Anyone who has served in the military during the nearly ten years since 9/11 must feel a sense of closure with Bin Laden’s death. As Lindsay Wise writes in the Houston Chronicle “Bin Laden's death is a dramatic morale booster for those who served in the war on terror, now aptly dubbed The Long War.” The demise of Bin Laden marks an important victory to which all who served contributed in one way or another. A Marine who signed up just after 9/11 said this to me just after President Obama’s announcement: “It feels kind of like I can come home again,” but then, after a pause, “I guess we have a few more things to do.” An email was circulating around Stanford yesterday saying: “Congratulations to all Stanford veterans who laid the groundwork for this momentous occasion. Thank you for your service and your sacrifice.”

I think thanks are also due to the people who served in the financial front of the war on terror during these ten years—many in the United States Treasury. President Bush announced the terrorist asset freezing operation in the Rose Garden on September 24, 2001. It was before military actions in Afghanistan. It was the first shot in the war on terror. The announcement sent an important message to the terrorists and to the people at Treasury who were just entering to the fight. He said,

“Today, we have launched a strike on the financial foundation of the global terror network. Make no mistake about it, I’ve asked our military to be ready for a reason. But the American people must understand this war on terrorism will be fought on a variety of fronts, in different ways. The front lines will look different from the wars of the past….It is a war that is going to take a while. It is a war that will have many fronts. It is a war that will require the United States to use our influence in a variety of areas in order to win it. And one area is financial.”

Soon thereafter the G7 finance ministers released a statement pledging to work together to “freeze the funds and financial assets not only of the terrorist Usama bin Laden and his associates, but terrorists all over the world” setting off what turned out to be the most impressive effort in international coordination in the finance area in history.
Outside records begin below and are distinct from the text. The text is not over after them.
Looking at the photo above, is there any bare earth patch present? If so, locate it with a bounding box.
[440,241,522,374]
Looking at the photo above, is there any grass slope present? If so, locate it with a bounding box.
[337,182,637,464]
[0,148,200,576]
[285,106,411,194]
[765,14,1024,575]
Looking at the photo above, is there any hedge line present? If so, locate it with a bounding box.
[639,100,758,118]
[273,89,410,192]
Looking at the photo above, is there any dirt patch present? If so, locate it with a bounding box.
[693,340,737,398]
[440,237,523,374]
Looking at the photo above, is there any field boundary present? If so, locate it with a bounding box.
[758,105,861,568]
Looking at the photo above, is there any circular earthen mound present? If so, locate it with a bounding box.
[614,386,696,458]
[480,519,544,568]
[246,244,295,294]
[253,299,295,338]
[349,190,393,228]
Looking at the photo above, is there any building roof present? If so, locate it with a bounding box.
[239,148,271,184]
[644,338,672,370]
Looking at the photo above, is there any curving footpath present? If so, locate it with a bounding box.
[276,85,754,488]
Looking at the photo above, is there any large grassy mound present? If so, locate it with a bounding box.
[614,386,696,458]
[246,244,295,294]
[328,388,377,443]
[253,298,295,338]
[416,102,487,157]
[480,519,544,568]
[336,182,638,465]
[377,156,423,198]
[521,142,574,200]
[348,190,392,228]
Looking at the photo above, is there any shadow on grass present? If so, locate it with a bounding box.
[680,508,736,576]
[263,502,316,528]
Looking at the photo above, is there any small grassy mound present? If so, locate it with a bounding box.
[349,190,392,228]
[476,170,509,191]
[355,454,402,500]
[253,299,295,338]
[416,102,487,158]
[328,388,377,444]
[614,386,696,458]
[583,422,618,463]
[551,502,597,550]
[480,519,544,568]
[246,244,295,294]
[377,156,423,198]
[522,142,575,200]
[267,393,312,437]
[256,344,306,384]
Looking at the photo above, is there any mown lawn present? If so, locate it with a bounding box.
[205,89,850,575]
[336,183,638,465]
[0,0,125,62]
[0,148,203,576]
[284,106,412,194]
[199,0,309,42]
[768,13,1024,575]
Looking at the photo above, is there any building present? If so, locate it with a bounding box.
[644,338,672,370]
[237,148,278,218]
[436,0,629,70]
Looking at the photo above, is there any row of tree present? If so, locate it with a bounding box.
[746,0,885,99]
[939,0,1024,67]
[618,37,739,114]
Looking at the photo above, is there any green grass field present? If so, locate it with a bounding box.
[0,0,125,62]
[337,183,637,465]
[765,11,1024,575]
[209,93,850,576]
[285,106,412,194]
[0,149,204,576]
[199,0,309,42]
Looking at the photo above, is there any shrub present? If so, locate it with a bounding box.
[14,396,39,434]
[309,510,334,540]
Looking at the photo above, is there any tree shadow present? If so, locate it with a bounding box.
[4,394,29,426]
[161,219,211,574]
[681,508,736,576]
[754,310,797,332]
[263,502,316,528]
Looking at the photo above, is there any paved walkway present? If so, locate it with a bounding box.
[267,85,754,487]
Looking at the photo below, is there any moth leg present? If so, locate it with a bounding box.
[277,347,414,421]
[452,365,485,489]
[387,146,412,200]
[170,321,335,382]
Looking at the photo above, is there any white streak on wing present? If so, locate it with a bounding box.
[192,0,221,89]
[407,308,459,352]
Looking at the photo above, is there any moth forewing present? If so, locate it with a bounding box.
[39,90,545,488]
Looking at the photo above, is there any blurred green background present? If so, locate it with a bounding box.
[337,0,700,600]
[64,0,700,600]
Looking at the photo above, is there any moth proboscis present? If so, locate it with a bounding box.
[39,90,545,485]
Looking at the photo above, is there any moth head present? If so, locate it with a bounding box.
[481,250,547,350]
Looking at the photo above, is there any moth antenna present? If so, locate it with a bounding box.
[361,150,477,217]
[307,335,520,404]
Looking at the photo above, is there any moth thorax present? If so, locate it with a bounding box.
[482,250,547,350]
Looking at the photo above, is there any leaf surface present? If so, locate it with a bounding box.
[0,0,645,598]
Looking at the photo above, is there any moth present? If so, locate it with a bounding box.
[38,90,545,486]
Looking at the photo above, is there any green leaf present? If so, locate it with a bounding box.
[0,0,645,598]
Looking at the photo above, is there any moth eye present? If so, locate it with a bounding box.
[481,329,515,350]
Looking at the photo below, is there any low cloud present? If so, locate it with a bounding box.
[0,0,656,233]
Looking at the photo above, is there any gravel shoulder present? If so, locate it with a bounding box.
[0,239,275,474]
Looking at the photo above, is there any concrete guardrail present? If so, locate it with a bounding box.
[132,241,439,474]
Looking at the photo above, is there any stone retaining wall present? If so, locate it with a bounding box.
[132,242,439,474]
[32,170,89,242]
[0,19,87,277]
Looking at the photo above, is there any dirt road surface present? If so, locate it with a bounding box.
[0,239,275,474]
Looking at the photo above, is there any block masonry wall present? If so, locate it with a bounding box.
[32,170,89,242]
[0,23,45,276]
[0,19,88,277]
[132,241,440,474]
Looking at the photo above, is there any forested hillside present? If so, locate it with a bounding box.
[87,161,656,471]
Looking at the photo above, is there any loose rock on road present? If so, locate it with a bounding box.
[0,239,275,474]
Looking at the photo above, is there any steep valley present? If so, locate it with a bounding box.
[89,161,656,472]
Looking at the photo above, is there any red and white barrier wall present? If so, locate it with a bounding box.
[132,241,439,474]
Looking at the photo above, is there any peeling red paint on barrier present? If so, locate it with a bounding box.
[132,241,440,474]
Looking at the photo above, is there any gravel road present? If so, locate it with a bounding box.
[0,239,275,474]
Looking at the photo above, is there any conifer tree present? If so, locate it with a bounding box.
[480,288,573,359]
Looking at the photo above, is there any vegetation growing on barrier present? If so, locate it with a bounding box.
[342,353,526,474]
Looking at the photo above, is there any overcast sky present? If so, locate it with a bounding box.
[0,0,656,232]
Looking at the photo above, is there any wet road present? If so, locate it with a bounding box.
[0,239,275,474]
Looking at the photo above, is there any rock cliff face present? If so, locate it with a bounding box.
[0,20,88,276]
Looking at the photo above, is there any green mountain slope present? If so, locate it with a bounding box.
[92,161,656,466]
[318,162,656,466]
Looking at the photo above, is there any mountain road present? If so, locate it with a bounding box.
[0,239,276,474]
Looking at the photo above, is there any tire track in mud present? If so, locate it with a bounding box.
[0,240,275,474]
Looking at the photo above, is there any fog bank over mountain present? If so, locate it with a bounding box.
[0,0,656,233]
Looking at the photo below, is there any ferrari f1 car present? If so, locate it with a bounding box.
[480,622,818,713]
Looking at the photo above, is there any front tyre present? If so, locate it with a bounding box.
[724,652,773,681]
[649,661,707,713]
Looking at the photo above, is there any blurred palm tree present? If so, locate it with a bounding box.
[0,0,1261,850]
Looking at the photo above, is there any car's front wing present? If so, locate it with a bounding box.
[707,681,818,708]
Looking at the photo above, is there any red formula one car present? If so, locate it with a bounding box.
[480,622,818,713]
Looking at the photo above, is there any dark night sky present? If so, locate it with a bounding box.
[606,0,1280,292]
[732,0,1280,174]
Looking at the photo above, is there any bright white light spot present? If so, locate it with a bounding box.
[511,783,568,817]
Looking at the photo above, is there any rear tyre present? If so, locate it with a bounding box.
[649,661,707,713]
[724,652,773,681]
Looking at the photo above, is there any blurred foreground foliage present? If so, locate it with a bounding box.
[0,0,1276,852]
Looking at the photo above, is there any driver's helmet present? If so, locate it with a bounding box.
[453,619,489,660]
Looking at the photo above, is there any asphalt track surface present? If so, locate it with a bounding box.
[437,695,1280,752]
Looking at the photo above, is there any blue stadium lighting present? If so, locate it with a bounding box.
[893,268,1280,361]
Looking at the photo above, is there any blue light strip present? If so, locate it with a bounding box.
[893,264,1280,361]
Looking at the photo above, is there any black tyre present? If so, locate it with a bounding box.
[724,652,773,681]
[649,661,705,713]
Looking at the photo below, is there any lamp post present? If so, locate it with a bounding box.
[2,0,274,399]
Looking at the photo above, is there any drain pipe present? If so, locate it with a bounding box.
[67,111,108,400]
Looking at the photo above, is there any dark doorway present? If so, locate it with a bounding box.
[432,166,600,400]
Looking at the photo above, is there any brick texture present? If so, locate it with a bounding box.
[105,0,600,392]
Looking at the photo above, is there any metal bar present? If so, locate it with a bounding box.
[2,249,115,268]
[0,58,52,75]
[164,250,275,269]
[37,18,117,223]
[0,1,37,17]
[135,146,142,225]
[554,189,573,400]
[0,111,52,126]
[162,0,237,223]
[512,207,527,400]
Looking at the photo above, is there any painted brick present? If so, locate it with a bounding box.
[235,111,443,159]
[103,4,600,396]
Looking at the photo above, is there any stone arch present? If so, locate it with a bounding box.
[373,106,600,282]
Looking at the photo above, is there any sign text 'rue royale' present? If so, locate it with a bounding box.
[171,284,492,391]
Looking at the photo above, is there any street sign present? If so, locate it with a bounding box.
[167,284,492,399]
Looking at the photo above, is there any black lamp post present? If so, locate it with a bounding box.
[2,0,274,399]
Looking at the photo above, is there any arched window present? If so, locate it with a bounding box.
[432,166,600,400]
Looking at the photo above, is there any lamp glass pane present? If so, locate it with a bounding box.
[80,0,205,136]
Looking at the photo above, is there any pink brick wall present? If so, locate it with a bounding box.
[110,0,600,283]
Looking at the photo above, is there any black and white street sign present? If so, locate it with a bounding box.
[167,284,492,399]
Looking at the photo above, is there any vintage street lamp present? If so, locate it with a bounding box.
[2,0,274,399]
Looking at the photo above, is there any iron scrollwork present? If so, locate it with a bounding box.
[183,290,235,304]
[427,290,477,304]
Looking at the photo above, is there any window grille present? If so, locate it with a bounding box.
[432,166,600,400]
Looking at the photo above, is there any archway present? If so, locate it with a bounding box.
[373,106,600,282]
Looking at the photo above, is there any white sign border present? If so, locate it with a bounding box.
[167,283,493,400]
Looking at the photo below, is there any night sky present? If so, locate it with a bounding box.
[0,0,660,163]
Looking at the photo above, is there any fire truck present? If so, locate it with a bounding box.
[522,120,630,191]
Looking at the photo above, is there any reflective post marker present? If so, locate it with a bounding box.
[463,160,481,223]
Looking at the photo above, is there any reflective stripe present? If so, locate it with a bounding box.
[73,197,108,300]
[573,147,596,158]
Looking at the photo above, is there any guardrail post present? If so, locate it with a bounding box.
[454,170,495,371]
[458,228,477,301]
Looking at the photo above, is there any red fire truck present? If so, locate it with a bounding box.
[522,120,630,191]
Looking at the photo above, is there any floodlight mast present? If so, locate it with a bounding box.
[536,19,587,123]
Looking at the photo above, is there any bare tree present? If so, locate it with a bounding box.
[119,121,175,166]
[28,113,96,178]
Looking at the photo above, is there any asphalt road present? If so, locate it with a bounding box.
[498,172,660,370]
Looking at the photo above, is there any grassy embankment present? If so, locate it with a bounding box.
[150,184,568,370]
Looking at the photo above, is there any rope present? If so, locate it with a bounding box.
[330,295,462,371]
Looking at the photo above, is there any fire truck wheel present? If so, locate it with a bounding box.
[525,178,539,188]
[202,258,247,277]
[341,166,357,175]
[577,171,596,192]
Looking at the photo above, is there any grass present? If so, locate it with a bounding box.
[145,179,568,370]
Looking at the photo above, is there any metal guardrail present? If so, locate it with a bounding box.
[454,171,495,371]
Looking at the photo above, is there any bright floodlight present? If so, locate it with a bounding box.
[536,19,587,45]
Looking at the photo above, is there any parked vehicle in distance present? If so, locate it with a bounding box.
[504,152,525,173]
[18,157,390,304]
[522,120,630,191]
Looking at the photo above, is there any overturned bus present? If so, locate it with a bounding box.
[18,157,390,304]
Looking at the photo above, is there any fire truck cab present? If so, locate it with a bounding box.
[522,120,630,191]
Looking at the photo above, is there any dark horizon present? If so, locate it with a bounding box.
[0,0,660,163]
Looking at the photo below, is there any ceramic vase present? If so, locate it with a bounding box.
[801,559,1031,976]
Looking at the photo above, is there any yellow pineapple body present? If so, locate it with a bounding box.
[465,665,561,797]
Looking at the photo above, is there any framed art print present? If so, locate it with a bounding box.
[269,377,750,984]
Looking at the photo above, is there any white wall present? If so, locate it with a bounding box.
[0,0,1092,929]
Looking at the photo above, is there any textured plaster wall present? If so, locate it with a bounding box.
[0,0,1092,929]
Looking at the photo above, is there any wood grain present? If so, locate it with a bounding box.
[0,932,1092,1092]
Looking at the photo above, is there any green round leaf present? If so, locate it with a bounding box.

Soon financial intelligence networks were set up to get information about the terrorists, and new financial tools began to be used as a weapon against proliferation. To solidify these efforts a new position of Under Secretary of the Treasury for Terrorism and Financial Intelligence was created in 2004, and Stuart Levey was appointed to the position by President Bush. Stuart was asked to continue by President Obama, and only recently stepped down. Senator Kaufman’s praise on the Senate floor for Stuart and others in the Treasury shows why thanks are in order.